The presidents of the U.S. and China should use the upcoming G-20 meeting to end tariffs and the trade dispute between the two countries, three conservative groups said in a letter to the leaders. "There is great urgency for the United States and China to come together and reach an agreement to eliminate tariffs and protectionist trade policies," said the heads of Freedom Partners, Americans for Prosperity and The LIBRE Initiative. "The continued escalation of tariffs has come at significant cost to the global economy. It has harmed businesses, farmers, consumers, workers, and families worldwide, inflicting higher costs, lost jobs, and uncertainty." The U.S. and China "should eliminate tariffs, subsidies, quotas, and other barriers to trade that distort markets and erect unnecessary barriers to mutually beneficial commerce and voluntary exchange," the groups said. "China should work with the United States to further open markets and lower barriers to trade by adopting reasonable measures to end intellectual property theft and forced technology transfers, and curtail state-owned enterprises."
Steve Bannon, a populist strategist ousted from the White House last year, said there's no easy solution to the China-U.S. trade war, which he called "an economic war" during an interview at Yahoo Finance's All Markets Summit. Bannon, speaking Nov. 13, said working people's view that America is in decline -- and that elites are comfortable with that -- is one of the reasons Donald Trump was elected president. "There's a direct link between factories that went to China and the jobs that went with them, directly linked to opioid addiction" levels, Bannon said, citing the memoir Hillbilly Elegy. "This is about dignity and self-worth of our working class base."

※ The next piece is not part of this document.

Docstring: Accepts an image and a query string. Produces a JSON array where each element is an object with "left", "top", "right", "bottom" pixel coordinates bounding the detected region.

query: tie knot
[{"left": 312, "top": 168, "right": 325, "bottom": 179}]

The aluminum producers of Canada, Mexico and the U.S. have written their leaders -- as well as Mexico's president-elect -- asking that tariffs on aluminum be lifted, without quotas, before Nov. 30. "The USMCA cannot work for the aluminum industry or our many downstream customers without exempting Canada and Mexico from the [Section] 232 tariffs or quotas," the three trade groups wrote in a Nov. 5 letter. They suggested that unnaturally cheap Chinese aluminum cannot come into the U.S. through a free-trade backdoor. "Canada recently moved to align its country of origin marking regime for steel and aluminum products to prevent transshipment and diversion of aluminum and steel. Mexico has initiated an anti-dumping case on aluminum foil imports from China," the letter said, so the tariffs in the region are no longer needed. The U.S. aluminum trade group never supported aluminum tariffs on allies.
The Trump administration announced intent to appoint a major labor union president, the founder of an economics think tank, an insurance company CEO and two retired CEOs from businesses their families founded to four-year terms on the Advisory Committee for Trade Policy and Negotiations, under the Office of the U.S. Trade Representative.

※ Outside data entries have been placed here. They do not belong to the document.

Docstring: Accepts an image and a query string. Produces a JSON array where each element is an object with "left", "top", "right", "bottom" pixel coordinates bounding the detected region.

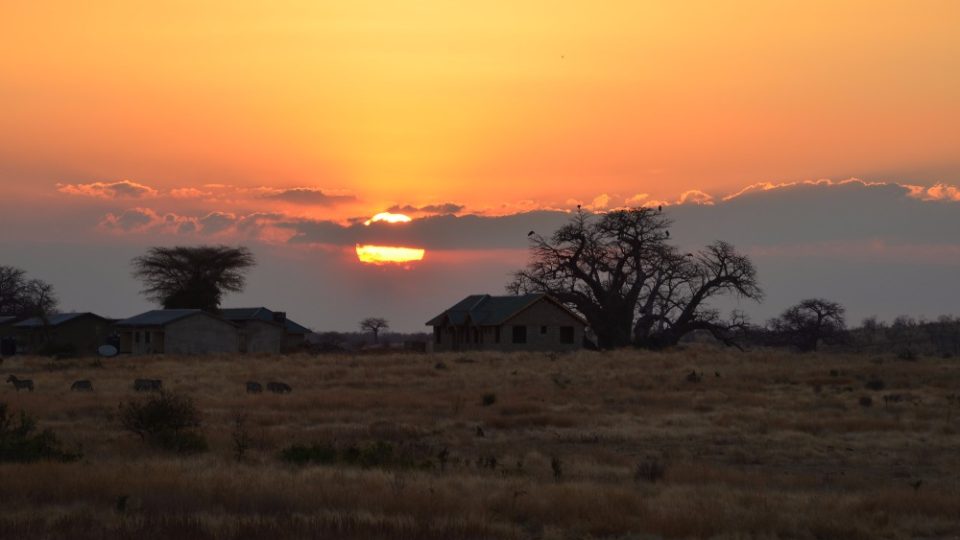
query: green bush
[
  {"left": 119, "top": 392, "right": 207, "bottom": 454},
  {"left": 0, "top": 402, "right": 81, "bottom": 463}
]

The Retail Industry Leaders Association sent President Donald Trump a letter praising his plan to meet with the Chinese president, and said that raising tariffs on nearly $200 billion in Chinese imports to 25 percent on Jan. 1 would dampen the economy. The organization said it supports "targeted trade actions against intellectual property theft, unfair dumping or subsidies," but not the broad application of Section 301 tariffs. Direct engagement with President Xi "is vital to resolving this trade dispute and ensuring it does not undermine our nation’s record-setting economic expansion and hurt American families," RILA President Sandra Kennedy wrote Oct 24. Meanwhile, The Wall Street Journal on Oct. 25 reported that the U.S. won't engage in trade talks with China until the country's government presents a proposal to address U.S. intellectual property concerns.
President Donald Trump signed into law on Oct. 24 an opioids bills package that includes measures to fight fentanyl trafficking through the mail. The STOP Act, or Synthetics Trafficking and Overdose Prevention Act, is one of the parts of the package (see 1809180040), and it will require advance data from all international mail by 2020 -- designed to help CBP interdict small-scale fentanyl and carfentanil shipments, particularly ones from China.